For two decades, Fifth Element was a hub of activity in the Twin Cities rap scene. The store, which was opened in 1999 by Rhymesayers founders Sean “Slug” Daley, Brent “Siddiq” Sayers, Anthony “Ant” Davis, and Musab “Sab Artist” Sadd, was originally meant to be a vehicle to sell label merch. It soon developed into a key component of the Twin Cities music community.
Fifth Element was the place to be if you wanted to buy records and merchandise for both local artists and big names like Aesop Rock, Brother Ali, MF Doom, and Eyedea & Abilities.
“For a period of time, [Fifth Element] was huge. It was a great resource for financial s***. Twelve-inches were selling, CDs were selling, people were buying music,” Slug explained to Forbes back in 2015. “It was a huge plus for us to have this stream of income that had nothing to do with us pushing our art.”
The store soon became much more than a means to make a little extra cash. Fifth Element would host turntable tutorials for wannabe DJs and allow countless aspiring MCs participated in their open-mic nights, hosted by scene veteran C.M.J. A huge wall in the building is adorned with “Be in peace … Dream.” in big graffiti letters.
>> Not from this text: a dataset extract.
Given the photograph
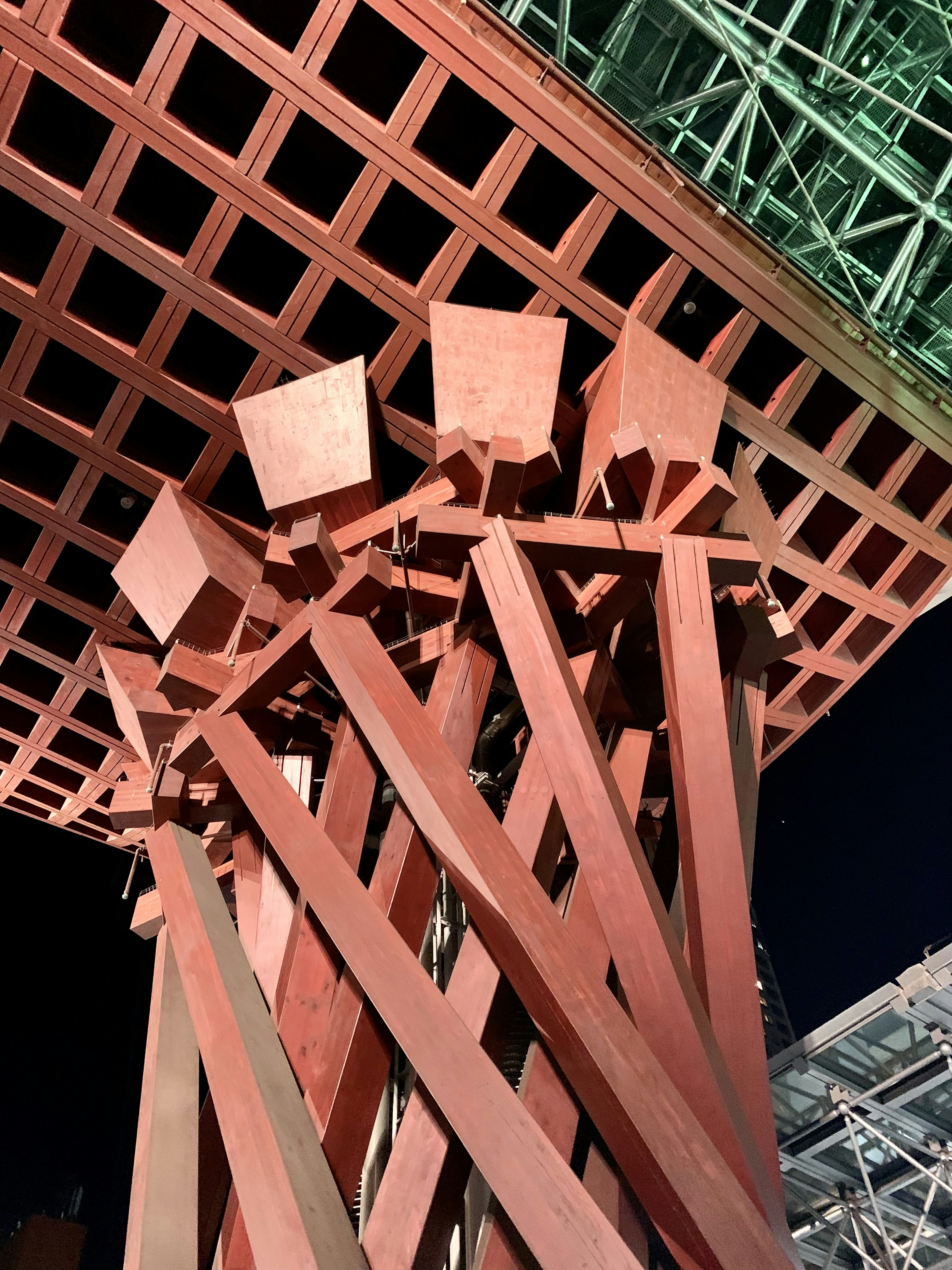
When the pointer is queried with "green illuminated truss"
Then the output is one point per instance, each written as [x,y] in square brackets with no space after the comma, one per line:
[851,187]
In essence, the shop would evolve into a place where the four elements of hip-hop (DJing, MCing, b-boying, and grafitti) could converge under one roof.
Fifth Element proved to be both a mecca for young up-and-comers and fans from out of town — and it was both a business and artistic venture. Daley described the location as a “clubhouse,” but it was also an office space where new talent was signed and deals were struck.
With its closing, Fifth Element leaves behind a history of fostering talent and community. Fans of the label may be anxious, as Soundset — the label’s premier rap festival — was also put on hold this year, but it sounds like this is just the end of a chapter in the Rhymesayers story and not the closing of the book.
Kevin Beacham, a former employee, put it best in 2010: “In any event, Fifth Element isn’t just a store. We strive to be an active participant in global Hip Hop culture. It’s important for us to personally connect with the fans, the artists, and all the surrounding entities involved in the process.”